For a moment the aspect of the heavens was magnificent!
Forth from the bosom of that dark cloud broke one broad flash of forky lightning, resplendent, green, and lurid. For an instant it lit the whole firmament, and the earth beneath it, revealing the tossing forests and deep broad waters of Clyde, which was covered with snow-white foam, and poured on between its steep and wooded banks, making one bold sweep round Bothwell's dark red towers, that rose above them in massive magnificence.
In strong outline, tower and turret stood forth against the flaming sky, the lightning seeming to play among their summits, and all the leaves of Bothwell's blooming bank gleamed like filigree-work—but for an instant, and then all became darkness.
Another flash, brighter than the first, revealed the opposite bank of the stream, and the ruins of Blantyre Priory. Brightly, for a moment, pinnacle and pointed window, buttress and battlement, gleamed in the phosphorescent light—but to fade away; and then terrifically the thunder rolled along the beautiful and winding valley of the Clyde.
All became still—and though the foliage was agitated, the wind had passed away. Nothing was heard save the rush of the river, and the ceaseless hiss of the drenching rain, as noisily and heavily it poured down on the broad summer leaves.
Stunned for a moment by the thunder-peal, Konrad, in the confusion of the time, had thrown an arm round Anna as if to protect her, while she in turn clung to him convulsively for support; and even in that moment of consternation, the warm embrace of that loved bosom sent through his a thrill of pain and delight.
The thick foliage still protected them from the rain; but the necessity of seeking other shelter became immediately apparent, for Anna, exhausted by terror and fatigue, was almost speechless. Konrad supported her up the ascent, which is crowned by the ruins of Blantyre Priory; and there, in that desolate place, which the lightning had revealed to them, he found a place of shelter, under the arch of a vault, where the ivy clung and the wallflower flourished, for the place was utterly ruined. Seven years had elapsed since the sons of rapine and reformation had been there.
The gloom of the ruins impressed Konrad with a horror that he could scarcely repress; for thick and fast on his glowing fancy, came many a dark and terrible legend of the wild and frozen north—but the danger of Anna compelled him to think of other things.

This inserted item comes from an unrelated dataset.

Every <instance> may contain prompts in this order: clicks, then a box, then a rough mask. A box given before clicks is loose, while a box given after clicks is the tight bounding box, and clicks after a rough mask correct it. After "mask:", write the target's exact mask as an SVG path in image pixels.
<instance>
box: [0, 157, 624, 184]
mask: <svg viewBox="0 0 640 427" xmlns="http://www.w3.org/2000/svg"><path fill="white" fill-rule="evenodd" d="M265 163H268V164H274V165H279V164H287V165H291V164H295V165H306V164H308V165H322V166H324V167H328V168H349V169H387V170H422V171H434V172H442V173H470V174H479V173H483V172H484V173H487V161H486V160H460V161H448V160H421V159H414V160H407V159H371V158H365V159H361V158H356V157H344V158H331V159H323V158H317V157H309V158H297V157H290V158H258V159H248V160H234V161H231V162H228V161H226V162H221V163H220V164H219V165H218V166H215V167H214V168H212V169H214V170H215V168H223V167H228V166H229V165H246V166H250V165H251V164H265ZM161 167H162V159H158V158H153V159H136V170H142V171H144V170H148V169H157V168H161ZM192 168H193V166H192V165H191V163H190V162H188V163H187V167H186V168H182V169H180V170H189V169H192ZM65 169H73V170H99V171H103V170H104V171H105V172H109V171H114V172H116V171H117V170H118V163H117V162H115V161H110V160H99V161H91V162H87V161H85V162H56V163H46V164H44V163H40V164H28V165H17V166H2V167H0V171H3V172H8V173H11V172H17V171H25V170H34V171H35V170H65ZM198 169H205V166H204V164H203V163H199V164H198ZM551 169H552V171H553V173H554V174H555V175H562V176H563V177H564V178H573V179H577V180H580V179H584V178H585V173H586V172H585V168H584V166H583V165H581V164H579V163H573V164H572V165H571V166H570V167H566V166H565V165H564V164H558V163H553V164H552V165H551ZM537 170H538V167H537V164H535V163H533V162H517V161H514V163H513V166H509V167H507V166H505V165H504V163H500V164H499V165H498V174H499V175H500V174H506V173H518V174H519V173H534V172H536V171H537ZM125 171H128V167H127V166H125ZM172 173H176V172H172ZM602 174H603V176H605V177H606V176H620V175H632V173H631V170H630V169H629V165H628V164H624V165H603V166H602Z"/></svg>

The rain and the wind were over; the thunder had died away on the distant hills, and nothing was heard now but the rush of the adjacent stream, and the patter of the heavy drops as they fell from the overcharged foliage on the flattened grass. Occasional stars gleamed through the pointed windows and shattered walls of the Priory, and the long creeping ivy waved mournfully to and fro. The edifice was much dilapidated; for the sacrilegious builders of many a barn and cottage, had torn the best stones from the places where they had rested for ages, and where, doubtless, the pious Alexander II. deemed they would remain for ever; now the wild-rose, the sweetbrier, and the mountain ash grew thickly in the hospitium, where of old the sick were tended and the poor were fed—in the chapel aisles where the good had prayed, and the dead of ages lay.